Ces critiques faites à Tesla, notamment sur l'Autopilot, sont-elles justifiées? "Il y a beaucoup moins d'accidents sur les véhicules équipés de ce système d'assistance à la conduite que sur les voitures qui n'en disposent pas. Pour moi Tesla devrait beaucoup plus insister sur ce point", souligne Frédéric Fréry.

Si Elon Musk peut faire diversion en envoyant une Tesla dans l'espace ou en dévoilant les détails concernant la version transmission intégrale de la Model 3 directement sur Twitter, ce qui a d'ailleurs pour effet de soutenir le cours de Bourse de la marque de voitures électriques, la prise de risque médiatique importante est souvent sanctionnée par les médias au moindre écart. 

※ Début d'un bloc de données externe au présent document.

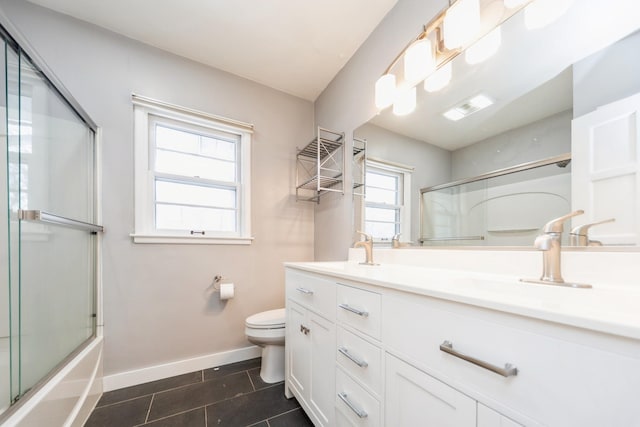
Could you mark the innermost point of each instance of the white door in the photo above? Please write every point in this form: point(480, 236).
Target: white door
point(322, 355)
point(605, 182)
point(414, 398)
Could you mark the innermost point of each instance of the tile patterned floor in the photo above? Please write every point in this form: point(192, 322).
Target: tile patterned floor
point(230, 395)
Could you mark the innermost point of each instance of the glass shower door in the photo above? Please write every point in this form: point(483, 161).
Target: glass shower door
point(47, 210)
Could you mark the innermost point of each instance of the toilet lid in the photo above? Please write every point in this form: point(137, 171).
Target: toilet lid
point(267, 319)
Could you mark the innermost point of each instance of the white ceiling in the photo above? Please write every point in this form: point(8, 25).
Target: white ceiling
point(295, 46)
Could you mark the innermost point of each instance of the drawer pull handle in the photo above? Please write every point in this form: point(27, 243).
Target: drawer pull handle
point(354, 310)
point(361, 363)
point(359, 412)
point(507, 371)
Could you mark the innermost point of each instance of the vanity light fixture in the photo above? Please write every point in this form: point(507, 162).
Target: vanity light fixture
point(514, 3)
point(448, 34)
point(419, 61)
point(439, 78)
point(484, 48)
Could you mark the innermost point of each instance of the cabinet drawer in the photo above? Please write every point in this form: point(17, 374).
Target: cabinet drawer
point(360, 309)
point(558, 382)
point(311, 291)
point(355, 406)
point(361, 359)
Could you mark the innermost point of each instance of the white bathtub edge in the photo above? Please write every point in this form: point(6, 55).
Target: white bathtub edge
point(66, 394)
point(179, 367)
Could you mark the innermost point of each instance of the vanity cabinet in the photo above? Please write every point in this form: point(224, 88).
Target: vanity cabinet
point(414, 398)
point(389, 357)
point(310, 343)
point(359, 361)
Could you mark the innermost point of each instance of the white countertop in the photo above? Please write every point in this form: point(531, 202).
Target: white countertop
point(609, 310)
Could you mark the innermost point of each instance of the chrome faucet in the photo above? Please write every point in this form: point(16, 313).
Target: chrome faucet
point(395, 242)
point(550, 242)
point(367, 244)
point(579, 236)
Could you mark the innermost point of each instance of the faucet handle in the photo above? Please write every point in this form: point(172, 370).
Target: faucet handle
point(367, 237)
point(579, 236)
point(582, 230)
point(557, 225)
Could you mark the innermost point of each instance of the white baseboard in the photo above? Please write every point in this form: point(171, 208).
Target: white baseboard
point(166, 370)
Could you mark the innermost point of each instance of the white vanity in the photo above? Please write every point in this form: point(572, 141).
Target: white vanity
point(399, 345)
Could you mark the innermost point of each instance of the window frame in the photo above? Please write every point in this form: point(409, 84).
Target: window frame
point(404, 203)
point(147, 111)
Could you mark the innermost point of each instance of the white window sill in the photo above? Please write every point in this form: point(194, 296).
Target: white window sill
point(190, 240)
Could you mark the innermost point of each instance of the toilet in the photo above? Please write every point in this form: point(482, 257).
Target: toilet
point(266, 329)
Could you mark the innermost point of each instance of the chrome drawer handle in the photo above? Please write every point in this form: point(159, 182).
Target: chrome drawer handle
point(354, 310)
point(508, 370)
point(361, 363)
point(359, 412)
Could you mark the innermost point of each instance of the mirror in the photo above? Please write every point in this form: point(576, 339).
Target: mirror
point(539, 82)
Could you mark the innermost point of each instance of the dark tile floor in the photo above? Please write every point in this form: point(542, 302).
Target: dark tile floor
point(229, 395)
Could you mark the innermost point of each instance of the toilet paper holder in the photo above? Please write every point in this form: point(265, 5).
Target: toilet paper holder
point(228, 291)
point(216, 283)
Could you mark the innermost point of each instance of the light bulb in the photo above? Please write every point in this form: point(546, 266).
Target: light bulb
point(385, 91)
point(405, 102)
point(418, 61)
point(461, 23)
point(484, 48)
point(439, 79)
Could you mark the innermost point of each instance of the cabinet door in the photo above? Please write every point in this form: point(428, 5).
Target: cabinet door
point(322, 337)
point(487, 417)
point(414, 398)
point(298, 350)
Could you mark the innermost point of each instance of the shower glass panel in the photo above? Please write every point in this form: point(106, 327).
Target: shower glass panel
point(48, 283)
point(503, 210)
point(5, 372)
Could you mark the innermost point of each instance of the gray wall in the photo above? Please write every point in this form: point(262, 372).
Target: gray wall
point(157, 306)
point(347, 103)
point(432, 164)
point(545, 138)
point(607, 76)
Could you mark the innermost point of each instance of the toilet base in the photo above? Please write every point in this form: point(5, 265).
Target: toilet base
point(272, 370)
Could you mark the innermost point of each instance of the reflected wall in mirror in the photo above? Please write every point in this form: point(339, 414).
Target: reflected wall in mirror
point(541, 83)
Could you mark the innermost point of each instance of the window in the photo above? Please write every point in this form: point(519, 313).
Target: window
point(192, 176)
point(387, 202)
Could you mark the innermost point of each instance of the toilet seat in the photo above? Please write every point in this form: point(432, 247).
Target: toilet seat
point(272, 319)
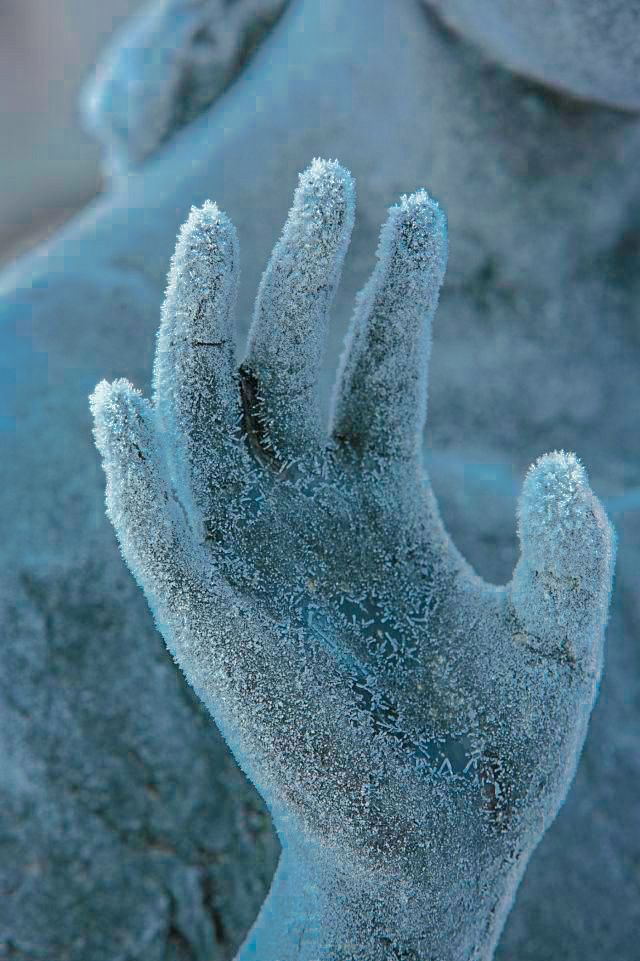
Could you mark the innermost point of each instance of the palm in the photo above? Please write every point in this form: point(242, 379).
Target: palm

Emballement médiatique sur l'emballement thermique?

De la même manière que l'assistance poussée à la conduite, la voiture électrique moderne, avec en général des batteries lithium-ion, se révèle récente et relativement méconnue, ce qui favorise une inquiétude autour de cette technologie. Ces derniers mois, deux accidents ont rappelé qu'il règne une certaine fébrilité autour des Tesla en feu.

Après un choc extrêmement violent à Fort Lauderdale (Floride) début mai, une Model S s'enflamme avec au moins deux jeunes étudiants tués à bord. Electreck publie alors un article pour afficher son agacement de voir un tel fait divers repris par de nombreux médias nationaux alors même que, tous les jours selon les statistiques, 500 voitures thermiques prennent feu aux Etats-Unis et 100 personnes perdent la vie dans des accidents de la route. Le site rappelle aussi à cette occasion un fait simple: une voiture, électrique ou non, peut prendre feu lorsqu'elle vient se fracasser contre un mur à haute-vitesse.

Même constat quelques jours plus tard sur une autoroute suisse, avec un conducteur allemand qui se tue au volant de sa Model S, cette dernière prenant rapidement feu. Mais ici, ce n'est pas la presse, mais c'est la réaction des pompiers qui donnent du grain à moudre aux médias. Dans un premier post Facebook, supprimé par la suite, ils expliquent que l'intervention est rendue complexe en raison du phénomène "d'emballement thermique" des batteries, ce qui crée une certaine confusion entre l'origine de l'accident et sa conséquence, l'embrasement.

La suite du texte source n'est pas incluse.